You know what is a legitimately bizarre-to-the-point-of-being-funny choice for a political platform? “The job of teachers is too easy.” Yet this, in essence, has become a standard right wing talking point, in the guise of “teachers’ unions are bad.” After you spend some time thinking about these villainous teachers unions and all the work they have presumably been doing to make the lives of teachers unforgivably cushy, please take a look at this Economic Policy Institute report about teachers’ wages, which finds a yawning gap between what teachers are paid what comparable workers—that is, workers with similar credentials to teachers—are paid. Even when benefits are factored in, teachers are still making more than 11% less than their peers.
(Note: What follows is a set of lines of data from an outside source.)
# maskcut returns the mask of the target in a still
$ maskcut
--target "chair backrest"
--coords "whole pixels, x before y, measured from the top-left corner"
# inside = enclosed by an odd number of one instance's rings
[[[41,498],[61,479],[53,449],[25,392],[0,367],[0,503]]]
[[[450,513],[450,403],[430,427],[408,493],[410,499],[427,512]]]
In other words, we strongly incentivize talented and well-educated people not to be teachers. Because we do not pay them. This is a political choice.
When you isolate only the wages of public school teachers, the gap is even more striking: “For all public-sector teachers, the relative wage gap (regression adjusted for education, experience, and other factors) has grown substantially since the mid-1990s: It was ‑1.8 percent in 1994 and grew to a record ‑17.0 percent in 2015.”
And why is it that teachers tend to have strong unions? “In 2015, teachers not represented by a union had a ‑25.5 percent wage gap—and the gap was 6 percentage points smaller for unionized teachers.”
Over the past 20 years, the real wages of teachers have decreased. The average public school teacher in America is now paid less than $1,100 a week. Last year, the hedge fund manager Ken Griffin made $1.7 billion, himself.
Is Ken Griffin’s work as valuable as 30,000 public school teachers? If you believe “yes,” everything is fine.